La politique est la dimension de la vie où un sujet peut produire un rapport universalisable aux autres et naître à lui-même dans ce rapport. C’est l’instance où un sujet s’engage dans un procès qui l’ouvre à lui-même, mais qui ouvre aussi le collectif auquel il appartient à un universel. On quitte le domaine du repliement solipsiste, de la méditation de soi-même sur soi-même. On ne se cantonne plus à l’abstraction, dont les sciences naturelles offrent le modèle. La politique fait de nous, d’abord individus épars, des sujets qui s’embarquent dans un projet collectif capable de régler la vision commune de volontés fédérées.
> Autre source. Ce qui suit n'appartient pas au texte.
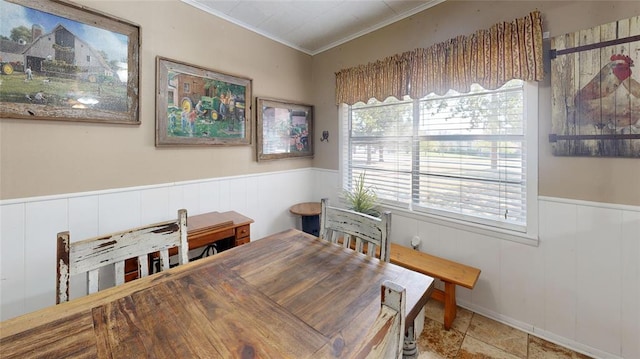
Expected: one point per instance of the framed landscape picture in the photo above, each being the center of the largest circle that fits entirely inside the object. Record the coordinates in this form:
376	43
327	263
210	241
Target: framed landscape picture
62	61
285	129
198	106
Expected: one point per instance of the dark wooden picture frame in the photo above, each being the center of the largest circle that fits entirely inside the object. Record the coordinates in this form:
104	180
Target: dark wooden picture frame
73	64
284	129
199	106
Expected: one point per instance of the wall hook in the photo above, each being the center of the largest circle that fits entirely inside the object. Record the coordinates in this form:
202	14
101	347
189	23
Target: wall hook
325	136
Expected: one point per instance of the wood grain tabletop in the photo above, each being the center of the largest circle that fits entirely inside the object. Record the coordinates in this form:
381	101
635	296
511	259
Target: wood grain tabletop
289	295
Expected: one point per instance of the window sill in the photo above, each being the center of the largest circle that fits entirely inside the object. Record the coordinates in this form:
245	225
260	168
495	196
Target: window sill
513	236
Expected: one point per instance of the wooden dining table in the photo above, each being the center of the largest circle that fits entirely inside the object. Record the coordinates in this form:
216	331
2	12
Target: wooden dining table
288	295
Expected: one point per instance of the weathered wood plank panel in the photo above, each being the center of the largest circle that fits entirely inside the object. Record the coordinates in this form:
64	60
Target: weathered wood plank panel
596	93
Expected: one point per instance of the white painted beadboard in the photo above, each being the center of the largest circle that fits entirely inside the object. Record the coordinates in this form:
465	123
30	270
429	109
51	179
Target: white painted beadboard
580	287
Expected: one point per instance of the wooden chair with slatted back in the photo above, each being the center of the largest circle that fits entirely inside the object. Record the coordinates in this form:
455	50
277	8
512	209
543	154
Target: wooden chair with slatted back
385	339
339	225
91	254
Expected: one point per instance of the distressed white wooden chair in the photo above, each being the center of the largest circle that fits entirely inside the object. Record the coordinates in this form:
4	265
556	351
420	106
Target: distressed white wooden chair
339	225
385	338
91	254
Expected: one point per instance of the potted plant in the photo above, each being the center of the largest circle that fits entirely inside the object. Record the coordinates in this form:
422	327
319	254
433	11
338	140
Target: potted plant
362	198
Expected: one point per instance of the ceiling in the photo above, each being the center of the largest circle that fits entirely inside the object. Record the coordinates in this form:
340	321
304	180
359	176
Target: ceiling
312	26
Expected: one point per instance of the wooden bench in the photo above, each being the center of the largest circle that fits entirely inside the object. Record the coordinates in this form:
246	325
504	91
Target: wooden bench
450	272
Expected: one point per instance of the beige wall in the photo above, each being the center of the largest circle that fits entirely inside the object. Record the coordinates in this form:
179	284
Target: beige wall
609	180
47	157
42	158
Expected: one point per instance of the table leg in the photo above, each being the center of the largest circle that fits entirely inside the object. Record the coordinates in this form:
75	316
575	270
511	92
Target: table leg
410	347
311	225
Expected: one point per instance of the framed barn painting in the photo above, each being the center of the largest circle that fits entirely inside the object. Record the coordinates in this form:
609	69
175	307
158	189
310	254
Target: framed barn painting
595	84
201	107
285	129
62	61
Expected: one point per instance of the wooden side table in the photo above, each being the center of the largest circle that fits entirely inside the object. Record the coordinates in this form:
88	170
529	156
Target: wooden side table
202	230
310	213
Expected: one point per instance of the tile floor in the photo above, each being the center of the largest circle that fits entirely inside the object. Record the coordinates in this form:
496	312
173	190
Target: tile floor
475	336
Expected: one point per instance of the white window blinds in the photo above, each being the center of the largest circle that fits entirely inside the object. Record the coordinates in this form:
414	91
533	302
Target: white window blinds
462	156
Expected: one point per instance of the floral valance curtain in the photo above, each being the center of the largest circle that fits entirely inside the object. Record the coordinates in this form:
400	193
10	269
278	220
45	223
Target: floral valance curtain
490	58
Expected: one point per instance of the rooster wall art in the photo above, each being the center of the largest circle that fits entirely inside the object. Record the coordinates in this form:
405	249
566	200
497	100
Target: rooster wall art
596	91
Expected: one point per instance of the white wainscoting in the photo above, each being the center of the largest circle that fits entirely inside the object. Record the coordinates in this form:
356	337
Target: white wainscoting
28	226
580	287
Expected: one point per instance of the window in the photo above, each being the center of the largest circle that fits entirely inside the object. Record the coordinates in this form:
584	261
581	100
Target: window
464	157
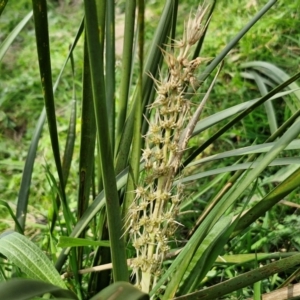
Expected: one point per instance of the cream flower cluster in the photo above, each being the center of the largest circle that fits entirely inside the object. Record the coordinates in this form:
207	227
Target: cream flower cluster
152	216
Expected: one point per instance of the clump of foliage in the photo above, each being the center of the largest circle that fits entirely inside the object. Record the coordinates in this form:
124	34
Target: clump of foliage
143	146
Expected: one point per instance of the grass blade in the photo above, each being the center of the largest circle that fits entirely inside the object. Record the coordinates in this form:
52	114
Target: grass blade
244	280
14	33
120	271
20	289
29	258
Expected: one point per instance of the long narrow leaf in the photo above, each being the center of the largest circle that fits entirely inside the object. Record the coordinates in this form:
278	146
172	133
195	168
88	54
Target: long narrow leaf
21	289
112	200
14	33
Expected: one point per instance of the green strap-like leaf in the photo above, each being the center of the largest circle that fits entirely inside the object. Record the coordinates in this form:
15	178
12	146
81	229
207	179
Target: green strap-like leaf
120	271
121	291
14	33
26	289
29	258
65	242
244	280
Aussi bien sur la politique que sur le sujet, ma conception est en totale rupture avec celle qui prévaut aujourd’hui. Que nous dit-on à propos du sujet? Qu’il se confond avec ses intérêts immédiats, économiques ou personnels. Suivre cette pente, c’est dissoudre la notion de sujet dans la fausse évidence de l’individu, en même temps qu’on dissout la politique authentique dans « les eaux glacées » du capitalisme. Certains penseurs américains actuels poussent très loin cette logique. Ils se prêtent à une radicalisation quasiment ontologique du libéralisme lui-même : pour expliquer toute chose, et pas seulement le fonctionnement des économies, il faudrait selon eux partir de l’idée d’atomes individuels régis par leurs intérêts exclusifs. Pour s’opposer à cette doctrine à tous égards intolérable, il s’agit de réorienter la théorie même du sujet : celui-ci nomme alors la disposition, la capacité à envisager le destin du collectif sous l’angle de son intérêt propre, mais pas exclusivement. C’est ce « pas exclusivement » qui constitue selon moi le foyer, le point nodal de la politique. C’est ce « pas exclusivement » qui fait signe vers cette dimension de l’universalisable, vers cette exception d’une vérité qui arrache et dépose le régime du pur individualisme » (p. 141-143).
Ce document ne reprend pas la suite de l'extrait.